Fitting an ARX(1) model gives me the following coefficients:

> arx.model=arima(y, xreg=data.frame(x1, x2), order=c(1,0,0), method="ML")

Coefficients: ar1 intercept x1 x2 0.331 3.6976 0.1967 0.0430

Fitting a linear Regression with a lagged y variable gives me the following coefficients:

> lm.model=lm(y~y.lag1+x1+x2)

Coefficients: (Intercept) y.lag1 x1 x2
2.44489 0.31319 0.09048 0.10077

I'm wondering why there is such a big difference in the coefficients.
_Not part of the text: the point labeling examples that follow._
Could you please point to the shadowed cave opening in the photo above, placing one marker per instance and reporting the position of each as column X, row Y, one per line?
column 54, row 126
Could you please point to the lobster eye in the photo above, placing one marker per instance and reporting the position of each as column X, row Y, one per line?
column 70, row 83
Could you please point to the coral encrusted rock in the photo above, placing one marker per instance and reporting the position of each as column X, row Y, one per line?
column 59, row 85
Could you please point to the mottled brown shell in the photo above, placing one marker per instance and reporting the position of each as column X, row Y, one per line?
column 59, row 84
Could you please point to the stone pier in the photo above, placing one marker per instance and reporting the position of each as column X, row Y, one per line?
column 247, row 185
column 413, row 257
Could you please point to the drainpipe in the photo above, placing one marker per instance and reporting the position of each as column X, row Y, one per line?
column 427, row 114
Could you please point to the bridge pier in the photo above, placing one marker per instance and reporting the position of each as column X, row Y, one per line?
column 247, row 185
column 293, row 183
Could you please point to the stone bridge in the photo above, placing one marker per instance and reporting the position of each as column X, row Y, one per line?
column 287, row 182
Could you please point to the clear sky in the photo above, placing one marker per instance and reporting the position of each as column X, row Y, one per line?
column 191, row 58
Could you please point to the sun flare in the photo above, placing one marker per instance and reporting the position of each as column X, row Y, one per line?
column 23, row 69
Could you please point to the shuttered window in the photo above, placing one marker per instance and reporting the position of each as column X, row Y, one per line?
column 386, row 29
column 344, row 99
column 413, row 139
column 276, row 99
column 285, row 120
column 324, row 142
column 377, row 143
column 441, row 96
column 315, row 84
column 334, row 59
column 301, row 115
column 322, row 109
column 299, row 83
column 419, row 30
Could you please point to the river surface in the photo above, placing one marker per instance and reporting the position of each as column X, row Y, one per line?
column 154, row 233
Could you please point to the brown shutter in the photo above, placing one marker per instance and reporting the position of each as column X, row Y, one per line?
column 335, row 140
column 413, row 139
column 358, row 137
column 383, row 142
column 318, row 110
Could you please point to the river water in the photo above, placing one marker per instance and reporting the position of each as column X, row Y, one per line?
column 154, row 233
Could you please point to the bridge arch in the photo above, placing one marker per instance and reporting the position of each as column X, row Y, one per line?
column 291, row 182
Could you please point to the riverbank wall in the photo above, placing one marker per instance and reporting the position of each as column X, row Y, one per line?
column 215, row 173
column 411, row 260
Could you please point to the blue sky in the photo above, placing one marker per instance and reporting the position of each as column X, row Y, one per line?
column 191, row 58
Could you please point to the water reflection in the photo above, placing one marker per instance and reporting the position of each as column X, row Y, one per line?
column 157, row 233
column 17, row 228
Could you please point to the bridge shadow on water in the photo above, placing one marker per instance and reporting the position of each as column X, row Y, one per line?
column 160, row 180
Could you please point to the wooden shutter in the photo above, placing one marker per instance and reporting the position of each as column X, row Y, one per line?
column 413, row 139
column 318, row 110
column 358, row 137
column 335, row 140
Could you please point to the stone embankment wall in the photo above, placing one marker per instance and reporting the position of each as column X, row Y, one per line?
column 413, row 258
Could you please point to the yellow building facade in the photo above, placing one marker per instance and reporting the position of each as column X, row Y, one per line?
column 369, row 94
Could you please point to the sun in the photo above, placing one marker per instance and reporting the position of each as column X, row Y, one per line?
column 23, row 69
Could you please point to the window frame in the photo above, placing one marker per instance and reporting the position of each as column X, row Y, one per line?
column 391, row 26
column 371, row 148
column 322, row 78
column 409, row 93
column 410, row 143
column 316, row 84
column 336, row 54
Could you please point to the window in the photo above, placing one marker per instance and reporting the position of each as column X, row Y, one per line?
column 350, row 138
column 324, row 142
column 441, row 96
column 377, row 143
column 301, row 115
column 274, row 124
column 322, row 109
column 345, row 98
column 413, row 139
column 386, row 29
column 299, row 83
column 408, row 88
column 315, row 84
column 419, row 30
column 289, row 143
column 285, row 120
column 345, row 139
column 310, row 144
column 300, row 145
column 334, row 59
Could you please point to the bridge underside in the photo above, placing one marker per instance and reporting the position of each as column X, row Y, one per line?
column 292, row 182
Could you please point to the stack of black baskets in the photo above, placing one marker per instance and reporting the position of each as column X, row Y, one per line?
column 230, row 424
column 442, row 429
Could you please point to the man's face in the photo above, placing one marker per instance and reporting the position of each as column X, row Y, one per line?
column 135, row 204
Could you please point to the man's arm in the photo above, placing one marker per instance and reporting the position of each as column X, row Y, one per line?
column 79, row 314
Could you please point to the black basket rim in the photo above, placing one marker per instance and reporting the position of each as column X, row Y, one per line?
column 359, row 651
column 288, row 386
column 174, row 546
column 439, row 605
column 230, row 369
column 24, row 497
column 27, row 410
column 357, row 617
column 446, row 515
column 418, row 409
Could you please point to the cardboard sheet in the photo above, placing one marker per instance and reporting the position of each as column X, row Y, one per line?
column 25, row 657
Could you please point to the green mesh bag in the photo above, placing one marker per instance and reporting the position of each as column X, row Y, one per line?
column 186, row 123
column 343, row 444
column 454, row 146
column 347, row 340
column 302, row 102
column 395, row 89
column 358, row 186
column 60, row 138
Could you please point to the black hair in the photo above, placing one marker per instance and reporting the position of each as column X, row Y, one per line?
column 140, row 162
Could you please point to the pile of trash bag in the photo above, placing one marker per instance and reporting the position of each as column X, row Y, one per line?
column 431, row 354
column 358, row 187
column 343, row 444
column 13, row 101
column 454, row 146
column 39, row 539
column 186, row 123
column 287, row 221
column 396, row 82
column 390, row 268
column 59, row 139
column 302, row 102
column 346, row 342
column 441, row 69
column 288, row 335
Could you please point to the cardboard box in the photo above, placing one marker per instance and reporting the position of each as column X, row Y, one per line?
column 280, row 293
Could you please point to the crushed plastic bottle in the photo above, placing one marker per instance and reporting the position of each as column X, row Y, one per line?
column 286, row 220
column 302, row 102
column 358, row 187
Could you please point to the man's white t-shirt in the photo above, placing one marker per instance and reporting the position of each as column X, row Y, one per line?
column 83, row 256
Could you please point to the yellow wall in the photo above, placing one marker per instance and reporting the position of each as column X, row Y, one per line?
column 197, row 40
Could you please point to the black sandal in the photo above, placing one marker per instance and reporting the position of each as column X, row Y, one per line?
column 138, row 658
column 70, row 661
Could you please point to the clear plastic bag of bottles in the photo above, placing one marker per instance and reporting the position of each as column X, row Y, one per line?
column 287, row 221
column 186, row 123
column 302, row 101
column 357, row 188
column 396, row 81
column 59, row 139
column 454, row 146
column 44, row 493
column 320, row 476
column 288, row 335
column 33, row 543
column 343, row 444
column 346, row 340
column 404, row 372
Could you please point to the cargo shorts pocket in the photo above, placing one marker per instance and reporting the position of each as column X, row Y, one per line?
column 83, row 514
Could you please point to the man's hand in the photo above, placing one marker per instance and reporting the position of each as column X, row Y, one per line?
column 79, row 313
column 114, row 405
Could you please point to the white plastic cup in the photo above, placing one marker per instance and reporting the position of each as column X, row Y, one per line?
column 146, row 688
I assume that the different estimation procedures (OLS in the linear regression and ML in ARX) do not cause such a big difference. Does anyone know what causes the difference?

Edit:

This is how I understand the concept of a lagged y variable:

enter image description here

Instead of adding the number 3 to the first missing observation in y_(t-1) I now ignore the first row (as suggested in the comments). That means, I use the sample size T-1. Using this logic I refitted the model:

disign.matrix=data.frame(y.lag1=y[1:28], x1=x1[2:29], x2=x2[2:29]) lm.model=lm(y[2:29]~y.lag1+x1+x2, data=disign.matrix)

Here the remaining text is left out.